O que nos fica, de modo geral, sobre o romance, é o olhar profundo e sensível da escritora que transforma realidades duras em quase-poesia. A carioca Eliana Alves Cruz é jornalista e escritora dos romances Água de barrela (2015), O crime do cais do Valongo (2018) e Nada digo de ti, que em ti não veja (2020) e tem se destacado na literatura brasileira contemporânea pela capacidade de trazer da realidade, ou da História, o impulso para suas obras. Segundo post em seu Twitter, Solitária é fruto de pesquisa feita com diversas notícias ao longo dos últimos anos que envolviam empregadas domésticas trabalhando em condomínios de luxo em situações precárias.

A partir disso, reconhecemos em seu romance histórias que vimos retratadas recentemente nos jornais e que continuam a aparecer nos noticiários.
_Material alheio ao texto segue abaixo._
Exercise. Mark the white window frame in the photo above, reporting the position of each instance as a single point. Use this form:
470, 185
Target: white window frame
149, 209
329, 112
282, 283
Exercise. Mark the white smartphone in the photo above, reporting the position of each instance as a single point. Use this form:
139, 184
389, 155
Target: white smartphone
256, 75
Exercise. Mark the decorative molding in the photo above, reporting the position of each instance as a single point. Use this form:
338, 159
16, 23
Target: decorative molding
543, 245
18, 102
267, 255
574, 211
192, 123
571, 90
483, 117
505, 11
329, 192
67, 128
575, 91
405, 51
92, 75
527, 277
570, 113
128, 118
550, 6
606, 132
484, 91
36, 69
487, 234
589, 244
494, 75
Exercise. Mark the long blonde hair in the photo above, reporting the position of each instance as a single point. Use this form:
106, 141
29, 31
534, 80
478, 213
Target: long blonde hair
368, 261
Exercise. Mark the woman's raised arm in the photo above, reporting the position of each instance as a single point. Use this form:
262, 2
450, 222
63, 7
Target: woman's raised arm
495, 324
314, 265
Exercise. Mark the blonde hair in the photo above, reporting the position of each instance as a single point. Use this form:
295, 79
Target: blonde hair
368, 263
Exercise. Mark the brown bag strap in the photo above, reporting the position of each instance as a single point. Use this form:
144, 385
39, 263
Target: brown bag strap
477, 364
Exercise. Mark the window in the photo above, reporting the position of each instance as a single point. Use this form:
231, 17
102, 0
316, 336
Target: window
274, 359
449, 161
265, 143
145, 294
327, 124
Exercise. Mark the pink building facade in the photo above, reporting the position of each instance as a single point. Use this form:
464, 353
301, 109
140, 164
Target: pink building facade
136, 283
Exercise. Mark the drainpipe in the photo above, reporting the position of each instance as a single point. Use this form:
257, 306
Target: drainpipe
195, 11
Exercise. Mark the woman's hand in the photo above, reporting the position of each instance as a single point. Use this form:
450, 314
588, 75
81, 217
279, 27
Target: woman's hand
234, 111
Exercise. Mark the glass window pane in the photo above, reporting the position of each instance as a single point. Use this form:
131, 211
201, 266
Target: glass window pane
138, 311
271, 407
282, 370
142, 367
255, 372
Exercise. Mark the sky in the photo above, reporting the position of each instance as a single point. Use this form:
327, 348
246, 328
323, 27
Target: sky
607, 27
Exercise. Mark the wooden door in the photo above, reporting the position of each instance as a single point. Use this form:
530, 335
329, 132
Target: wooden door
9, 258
É um olhar que ficcionaliza realidades silenciadas ou quase nunca retratadas ao longo da História do Brasil. Um olhar que atravessa as solitárias e traz de lá memórias de vidas. Um olhar que consegue capturar a história recente de um país desigual atravessado por uma pandemia, dividido na política e com um abismo de classes cada vez maior.

Através de uma linguagem extremamente poética, percebemos que a mudança necessária não está na remodelação dos “quartos de empregada”, mas sim na estrutura social brasileira que foi construída a partir de modelos coloniais que ainda hoje estão presentes na vida de diversas pessoas.